My Address to the People
Mein Wort an die Menschen
(Albert Schweitzer, 1964)
original voice in German language
I summon mankind to the ethics of reverence for life. This ethic makes no distinction between more valuable and less valuable, higher and lower life. It rejects such a distinction. For the wish to assume universally valid distinctions of worth between living beings amounts ultimately only to this, that we judge their worth according to whether for our feeling they are more or less closely related to us humans. But this is a completely subjective yardstick. For who of us knows what significance the other living being has in itself and in the universe? The result of this distinction is the view that there is worthless life, whose annihilation or inhibition is permitted. Thus, depending on the circumstances, by worthless life we understand either insects or primitive nations.
The most immediate fact in the consciousness of man is this: “I am life that wants to live, in the midst of life that wants to live”. This universal affirmation of life is an act of the spirit in which man ceases to live blindly but rather begins to dedicate himself to his own life with reverence in order to give it its true worth. The man who has become thoughtful in this manner experiences at the same time the necessity of offering to every will to live the same reverence for life that he offers to his own. Good, then, for him means to preserve and promote life, raise life capable of developing to its highest worth. Evil, for him, means harming or destroying life capable of developing in its development. This is the absolute fundamental principle necessary for ethical thinking. Through the ethics of reverence for life we enter into a spiritual relation with this world.
In my own life I have always tried to remain youthful in my thinking and feeling, and I have again and again struggled with the facts and with my practical experience for faith in the good and the true. In this age, when violence hides behind lies and rules the world ominously as never before, I nevertheless remain convinced that truth, peaceableness and love, meekness and kindness, are the power that passes all power. The world will become theirs, if only enough men think and live with sufficient purity and constancy, the thoughts of truth and love, meekness and peaceableness.
Every usual power in this world produces a limit for itself, for it creates an opposite power that sooner or later becomes equal or superior to it. Kindness, on the other hand, acts simply and persistently. It creates no tensions through which it neutralizes itself, but relaxes existing tensions, it removes suspicion and misunderstandings. By awakening kindness, it gains new strength. For this reason, it is the most practical and most effective force. Whatever by way of kindness a man sends out into the world affects people’s hearts and thoughts. It is our stupid fault that we do not dare to make an earnest attempt at kindness. We always want the great load to move without making use of the lever that can multiply our strength a hundredfold. There is an immeasurably deep truth in the saying of Jesus: “Blessed are the meek, for they shall inherit the earth”.
Reverence for life tells us to bring aid to the nations all over the world which are in need. Almost everywhere the fight against the diseases by which these nations are beset has started too late. When all is said and done, whatever good we do for the people of the former colonies is not charity, it is our atonement for the suffering which white people have inflicted on them from the very day when our ships first found the way to their shores. We must reach the point when white and coloured will meet in the ethical spirit. Only then will genuine understanding be possible. To work for the creation of this spirit means to pursue a policy with a future.

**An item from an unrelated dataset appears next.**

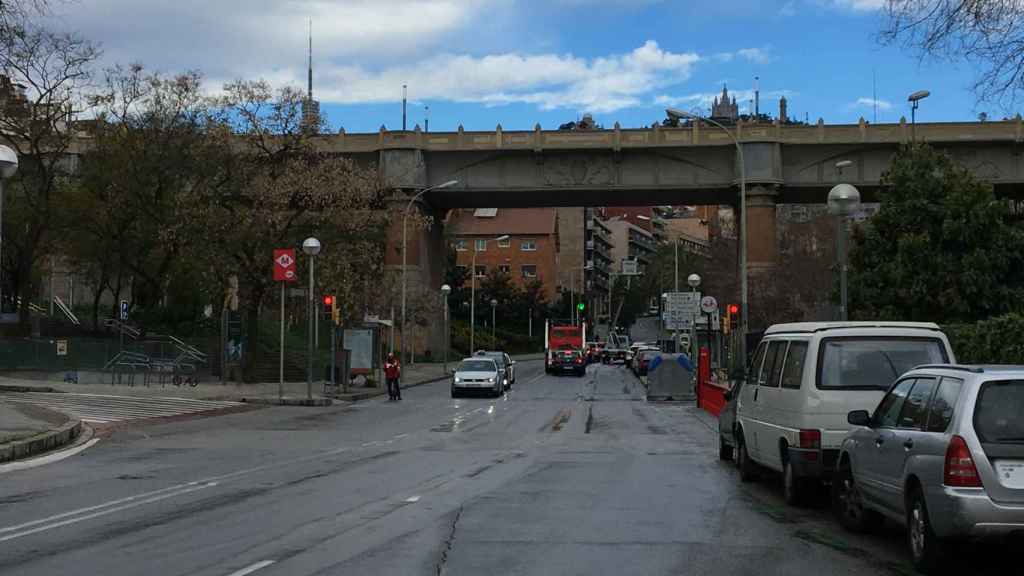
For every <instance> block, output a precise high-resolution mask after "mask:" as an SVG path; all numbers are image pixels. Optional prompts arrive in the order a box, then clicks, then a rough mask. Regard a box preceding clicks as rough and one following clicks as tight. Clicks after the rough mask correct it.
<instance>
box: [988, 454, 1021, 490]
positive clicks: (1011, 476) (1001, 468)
mask: <svg viewBox="0 0 1024 576" xmlns="http://www.w3.org/2000/svg"><path fill="white" fill-rule="evenodd" d="M995 476H997V477H999V484H1001V485H1002V486H1006V487H1007V488H1015V489H1021V488H1024V460H996V461H995Z"/></svg>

Whoever has been saved from dire distress or disease must himself lend a hand, so that those who are in distress today may obtain a helper as he did. This is the brotherhood of those marked by pain. They are responsible for the human and medical humanitarian work in all nations. This work ought to be carried out from the gifts of gratitude. I want to believe that we shall find enough people moved by our entreaties to give thank-offerings for those who are now in distress.

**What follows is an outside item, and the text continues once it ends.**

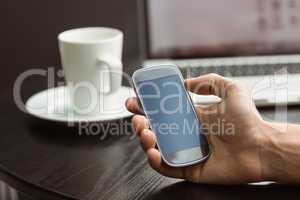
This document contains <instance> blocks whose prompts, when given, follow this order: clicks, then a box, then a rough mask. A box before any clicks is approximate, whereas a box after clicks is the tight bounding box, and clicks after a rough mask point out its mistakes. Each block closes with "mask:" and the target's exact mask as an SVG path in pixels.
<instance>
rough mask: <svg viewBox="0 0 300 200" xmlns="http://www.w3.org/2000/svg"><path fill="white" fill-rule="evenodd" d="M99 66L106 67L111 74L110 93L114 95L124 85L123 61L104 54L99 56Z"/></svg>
mask: <svg viewBox="0 0 300 200" xmlns="http://www.w3.org/2000/svg"><path fill="white" fill-rule="evenodd" d="M97 62H98V64H99V65H98V66H103V65H105V66H106V67H107V68H108V72H109V82H110V90H109V92H108V93H112V92H114V91H116V90H117V89H119V87H120V86H121V83H122V75H120V74H121V73H122V61H121V60H120V59H119V58H117V57H114V56H111V55H108V54H103V55H101V56H98V59H97Z"/></svg>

The distress, however, in which we live to this day is the peril that threatens peace. At this time we have the choice between two risks. The one consists in continuing the senseless armament race in atomic weapons, and in the implied danger of an atomic war; the other in the renouncing of atomic weapons, and in the hope that America, the Soviet Union and the nations connected with them will manage to live side by side in compatibility and peace. The first risk holds no possibility of a fruitful future. The second does. We must risk the second.
The theory that peace can be preserved through deterring the opponent by atomic armament is out of the question for our time with its intensified danger of war. The goal toward which, from now on for all future, our eyes must be directed is that questions which divide the nations can no longer be settled by war. The settlement must be found by peaceful means.

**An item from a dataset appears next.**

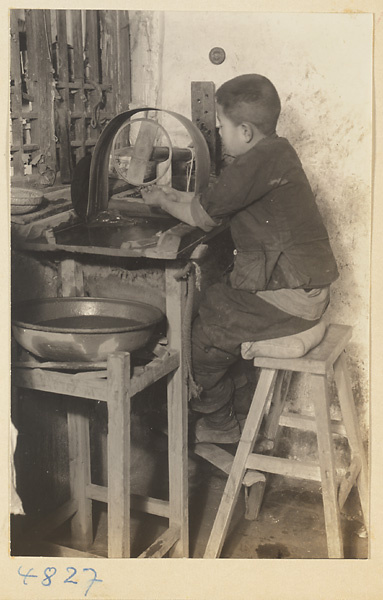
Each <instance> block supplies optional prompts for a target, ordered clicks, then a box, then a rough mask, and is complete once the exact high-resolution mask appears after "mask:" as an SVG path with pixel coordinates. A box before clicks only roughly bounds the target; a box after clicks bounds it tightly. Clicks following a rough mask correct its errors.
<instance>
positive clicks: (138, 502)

I profess the conviction that we shall solve the problem of peace only when we reject war on ethical grounds, namely, because it makes us guilty of inhumanity. I am certain that in our time the mind has the power to create an ethical spirit. Therefore I proclaim this truth in the hope that it will not be put aside as a truth that looks good in words but does not count in reality.
May those who hold in their hands the fortunes of the nations be concerned to avoid everything that might make the situation in which we are, still more difficult and dangerous.
May they take to heart the splendid word of the apostle Paul: If possible, so far as it depends on you, live peaceably with all. This holds good not only for individuals, but also for nations. May they, to the utmost limits of possibility, endeavor to preserve peace with one another so that time may be given to the spirit of humanity and of reverence for all life to grow in strength and effectiveness.